Intro to Routing: Mixture-of-Experts and Expert Choice (www.neelsomaniblog.com)

This piece derives Mixture-of-Experts (MoE) and Expert Choice (EC) routing from first principles, explaining why common engineering choices arise and what their trade-offs are. For MoE the router computes logits z and softmax probabilities g over N experts, producing a convex combination of expert outputs; but full evaluation of every expert is expensive. Top-1 (or Top-K) gating runs only the highest-scoring experts, which makes unused experts receive zero gradient and leads to training collapse where a few experts dominate.
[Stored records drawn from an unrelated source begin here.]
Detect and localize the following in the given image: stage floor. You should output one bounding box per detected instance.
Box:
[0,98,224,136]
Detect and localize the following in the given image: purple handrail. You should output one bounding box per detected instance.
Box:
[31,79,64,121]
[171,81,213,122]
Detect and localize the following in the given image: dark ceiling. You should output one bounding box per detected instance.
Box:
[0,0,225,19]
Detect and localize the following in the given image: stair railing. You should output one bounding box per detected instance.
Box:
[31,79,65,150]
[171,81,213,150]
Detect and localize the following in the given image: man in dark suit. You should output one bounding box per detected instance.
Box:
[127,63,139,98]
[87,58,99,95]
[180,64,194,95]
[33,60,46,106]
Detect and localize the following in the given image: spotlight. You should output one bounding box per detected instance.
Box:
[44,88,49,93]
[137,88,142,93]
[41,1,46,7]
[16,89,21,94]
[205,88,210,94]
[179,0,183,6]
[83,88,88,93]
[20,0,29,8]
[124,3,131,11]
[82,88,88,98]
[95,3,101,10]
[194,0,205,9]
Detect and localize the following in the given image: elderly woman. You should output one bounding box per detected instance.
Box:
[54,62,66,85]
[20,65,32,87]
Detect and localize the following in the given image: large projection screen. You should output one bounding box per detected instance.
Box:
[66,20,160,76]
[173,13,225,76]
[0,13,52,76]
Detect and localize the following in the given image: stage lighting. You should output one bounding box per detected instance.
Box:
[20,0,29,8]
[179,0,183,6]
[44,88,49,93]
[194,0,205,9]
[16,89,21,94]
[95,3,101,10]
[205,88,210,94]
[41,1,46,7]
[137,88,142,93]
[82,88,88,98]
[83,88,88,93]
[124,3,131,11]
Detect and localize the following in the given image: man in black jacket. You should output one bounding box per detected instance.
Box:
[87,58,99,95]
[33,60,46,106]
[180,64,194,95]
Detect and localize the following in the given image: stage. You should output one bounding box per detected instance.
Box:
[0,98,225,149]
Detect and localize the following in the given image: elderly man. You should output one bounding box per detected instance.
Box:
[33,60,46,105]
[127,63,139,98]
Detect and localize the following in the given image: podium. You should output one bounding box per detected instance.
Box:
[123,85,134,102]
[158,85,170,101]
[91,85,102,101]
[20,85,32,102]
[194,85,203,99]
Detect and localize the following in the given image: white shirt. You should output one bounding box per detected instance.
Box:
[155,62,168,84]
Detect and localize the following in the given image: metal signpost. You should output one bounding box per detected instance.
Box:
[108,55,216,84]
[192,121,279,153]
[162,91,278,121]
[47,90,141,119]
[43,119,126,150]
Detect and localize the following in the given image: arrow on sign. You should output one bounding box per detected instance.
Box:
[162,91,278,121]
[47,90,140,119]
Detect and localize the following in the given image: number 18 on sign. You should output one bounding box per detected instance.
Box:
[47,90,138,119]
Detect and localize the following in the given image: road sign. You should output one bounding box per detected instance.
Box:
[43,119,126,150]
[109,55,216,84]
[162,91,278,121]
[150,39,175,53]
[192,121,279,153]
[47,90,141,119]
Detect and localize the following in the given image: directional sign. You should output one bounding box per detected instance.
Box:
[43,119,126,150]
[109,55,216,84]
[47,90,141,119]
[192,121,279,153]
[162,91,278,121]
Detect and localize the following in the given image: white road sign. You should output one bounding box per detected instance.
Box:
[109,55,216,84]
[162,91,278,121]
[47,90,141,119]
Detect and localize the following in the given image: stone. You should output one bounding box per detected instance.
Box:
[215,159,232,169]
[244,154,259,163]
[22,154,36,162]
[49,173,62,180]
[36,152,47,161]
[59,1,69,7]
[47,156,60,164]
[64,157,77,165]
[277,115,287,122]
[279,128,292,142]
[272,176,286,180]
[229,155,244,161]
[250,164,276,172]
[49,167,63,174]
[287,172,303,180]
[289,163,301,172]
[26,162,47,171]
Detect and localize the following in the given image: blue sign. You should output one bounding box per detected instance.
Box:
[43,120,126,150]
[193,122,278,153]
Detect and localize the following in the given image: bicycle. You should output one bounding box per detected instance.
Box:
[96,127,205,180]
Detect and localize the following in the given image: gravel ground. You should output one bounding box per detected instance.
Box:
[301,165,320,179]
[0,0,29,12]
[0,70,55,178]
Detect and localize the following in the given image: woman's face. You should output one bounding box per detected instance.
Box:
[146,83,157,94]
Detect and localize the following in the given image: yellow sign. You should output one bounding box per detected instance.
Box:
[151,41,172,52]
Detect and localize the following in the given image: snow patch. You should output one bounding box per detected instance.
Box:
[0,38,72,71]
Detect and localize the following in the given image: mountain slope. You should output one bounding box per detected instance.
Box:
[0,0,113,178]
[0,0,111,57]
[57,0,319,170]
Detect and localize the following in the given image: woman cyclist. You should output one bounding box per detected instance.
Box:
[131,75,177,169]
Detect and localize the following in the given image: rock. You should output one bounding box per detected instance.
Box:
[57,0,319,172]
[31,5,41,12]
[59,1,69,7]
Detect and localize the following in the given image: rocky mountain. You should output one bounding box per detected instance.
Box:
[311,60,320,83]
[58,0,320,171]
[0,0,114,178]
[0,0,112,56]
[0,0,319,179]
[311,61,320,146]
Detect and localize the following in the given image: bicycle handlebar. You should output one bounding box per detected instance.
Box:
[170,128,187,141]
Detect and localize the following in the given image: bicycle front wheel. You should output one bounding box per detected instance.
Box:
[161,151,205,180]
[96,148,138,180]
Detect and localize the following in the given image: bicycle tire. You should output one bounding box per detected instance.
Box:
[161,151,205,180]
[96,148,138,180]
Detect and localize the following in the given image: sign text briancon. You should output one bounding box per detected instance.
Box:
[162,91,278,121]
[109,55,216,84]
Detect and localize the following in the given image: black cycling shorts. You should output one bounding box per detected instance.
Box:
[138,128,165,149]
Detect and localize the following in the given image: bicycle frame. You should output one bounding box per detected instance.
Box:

To mitigate this, the author derives expected per-expert loads using the Gumbel-max trick so you can penalize imbalance (e.g., KL, L2, entropy, or coefficient-of-variation losses). In practice a simpler surrogate auxiliary loss—built from empirical load approximations using soft probabilities—is widely used despite being less principled. Expert Choice flips the paradigm: experts pick the M tokens they want to serve, guaranteeing a fixed budget per expert and more predictable latency and utilization. Each expert evaluates gi(x) for all tokens and selects its top-M; gradients flow only for tokens each expert actually processes, so you avoid differentiating through the discrete Top-M operator. This reduces hot spots and overload but requires fallbacks for tokens selected by no expert. The post also notes Top-K sampling’s Plackett–Luce complexity, Shazeer et al.’s alternative noise/renormalization approach, and points to harder routing variants like Mixture-of-Depths where layer locations are dynamic, complicating the notion of a fixed expert function.